Капитан, ты не будешь майором.

May 06, 2014 20:52

Капитана Аксюнина мы невзлюбили мгновенно, дружно и всем взводом.
Взводный поначалу получил неофициальное имя "таксамо", в силу привычки разбавлять речь данным выражением. А позже "Любимчик Пашка", по одноименному хиту Пугачевой, исполняемого нами из курилки, при появлении взводного.
Слегка побольше полутора метров в высоту, высушенный в воблу годами службы, Пал Терентич прожигал взглядом солдатскую личность насквозь, совино хлопая веками из-под козырька фуражки. Фуражки 53-го размера, насаженной по уши заостренного кола головы.
Он пришел "с понижением" на взвод, после отдельной роты. Куда, в свою очередь, пришел с понижением из Новосибирского высшего военного училища ВВ МВД СССР.
Типичный "пятнадцатилетний капитан", потопивший бригантину карьеры в океане водки.
И в нашу отдельную роту он пришел тоже после того, как утопил по-пьяни. Сначала свой мопед, потом ротный автозак, которым послал вытягивать мопед из болота, а после и партийность с должностью, чудом удержав капитанские звездочки.
С его приходом из солдатских рук пропала швабра. Капитан Аксюнин не признавал швабру, как средство и требовал мытье полов руками, как метод воспитания.
Мы материли капитана как умели, а мы умели. Ведь за полгода в армии можно было выучиться многому.
Швабра пропала на месяц, почетно вернувшись после вмешательства замкомроты старшего лейтенанта Мельника, бывшего прапорщика, в молодости отходившего у Аксюнина старшиной роты. Мельник цинично-вежливо напомнил Палтерентичу, что тот больше шишка невелика, потому властью своей отменяет рекомендации по мытью полов в казарме. Нет, мол, у солдат лишего времени возёкаться с тряпкой на карачках, и подрывать боеготовность подразделения.
И продолжал в том же духе напоминать всякий раз, вплоть до изгнания капитана из ротной канцелярии, время от времени.
Ротный же относился к падшему капитану презрительно-невежливо, нагибая его во все падежи при всяком удобном и неудобном случаях.
Однажды, будучи "дедами", мы настропалили взводного в курилке посопротивляться.
- Что ж это такое, товарищ капитан, - гневно возмущались мы: - Вчера вы были начкаром, позавчера ответственным... У вас есть жизнь или уже не будет?
- Да. ребяты, вы правы, таксамо... - неуверенно, смягчая голос с командной стали в медную проволоку, мямлил капитан. Мямлил и сгребал большим и указательным пальцами сигарету в горсть. Так курят те, кто провел жизнь в засадах, секретах, нарядах и караулах. Жизнь на ледяном ветре бытия.
На плац, в ту-же минуту, из-за казармы вывернулся ротный.
Бросил отрывисто:
- Капитана Аксюнина ко мне!
Капитан поднялся, вылез из курилки, поджаро зашагал к ротному.
Диалог слышали все, включая собак на питомнике.
- Палтерентич, ты сегодня отвественный. За замполита.
- Товарищ майор, это как получается? Вчера начальник караула, позавчера ответственный.. Сегодня ответственный...
Ротный, будучи на крыльце, спиной к капитану, резко развернулся, побагровел всем лицом:
- Слушай сюда, Пашка! Ты вчера был начальником караула, позавчера ответственным, сегодня ответственным! И так будет всегда, пока я командую ротой!!!
Капитан вздохнул и натянул фуражку поглубже. Если б не уши, быть бы ей на шее.
Бунт был подавлен бескровно, но беспощадно.
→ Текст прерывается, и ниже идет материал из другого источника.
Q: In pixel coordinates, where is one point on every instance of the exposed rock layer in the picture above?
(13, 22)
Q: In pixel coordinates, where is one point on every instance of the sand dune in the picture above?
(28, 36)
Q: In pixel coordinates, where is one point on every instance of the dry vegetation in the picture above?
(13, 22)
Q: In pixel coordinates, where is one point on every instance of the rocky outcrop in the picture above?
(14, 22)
Капитан, бывший старшина срочной службы погранвойск, видел и замечал все.
Он знал в лицо каждую подошву сапог любого солдата в его взводе, оттого знал кто, куда, и к кому ходит по ночам за забор. Он видел, кто не подшивался свежей подшивой, а перевернул старую на новый лад.
Кто вместо двух иголок, держит одну, разломанную на две части.
Мастерски играл в шахматы и видел многое, на много ходов вперед.
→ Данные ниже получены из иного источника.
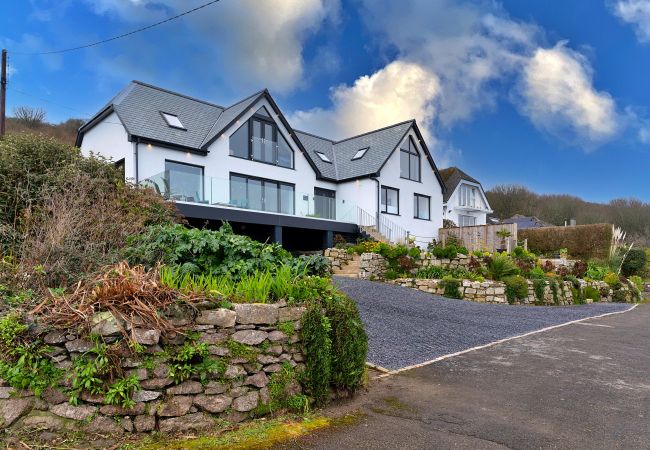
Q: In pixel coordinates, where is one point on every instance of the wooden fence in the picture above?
(482, 237)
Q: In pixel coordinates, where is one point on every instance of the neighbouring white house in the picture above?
(245, 164)
(464, 201)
Мы издевались над капитаном насколько позволяла субординация. И совершенно прекратили бояться.
Раз, под утро, капитан поднял нас по боевой тревоге и построил на плацу в полной выкладке.
Расположение облепил вязкий молочный туман и только сапоги капитана виднелись понизу черными точками на серой строке асфальта.
- Немцы высадили десант!
По строю прополз глухой всхлип хохота, усиленный ненавистью за потерянный час сна.
Капитан объяснил задачу замку и отделенным, после чего зашел в расположение. Когда вышел, взвода на плацу не было. Старший сержант Бурханов молча вывел взвод за ворота и мы, стараясь не греметь, тихо убежали по трассе в лес. За спиной тоскливо глохли в вате тумана жалостливые вопли взводного.
Вернулись к обеду.
На крыльце нас ждал бурячноликий ротный. Бурханов доложил об удачном отражении немецкого десанта. Получив приказание обедать и отдыхать перед заступлением на службу, увел взвод.
Пашка получивший нагоняй за "потерянный" взвод и несанкционированные учения, молча шмыгал носом в углу у дверей.

Однажды взводный решил возвать к жизни наше паралелльное военное предназначение - мотострелковое. Ведь лопатки-то у нас имелись.
И приказал окапываться лежа.
- Мы не обучены, товарищ капитан, - наивно ответил "замок" Смысловский: - Покажите как, товарищ капитан.
Матерясь и чертыхаясь, Аксюнин лег на мягкую, влажную землю и вырыл окоп для стрельбы лежа.
Подошел замкомроты Мельник:
- Товарищ капитан, почему взвод еще не в роте?
- Обучаемся окапываться, Сергей Михалыч...
- Какие нахуй окопы, Палтерентич, их этому не учили. Живо в роту.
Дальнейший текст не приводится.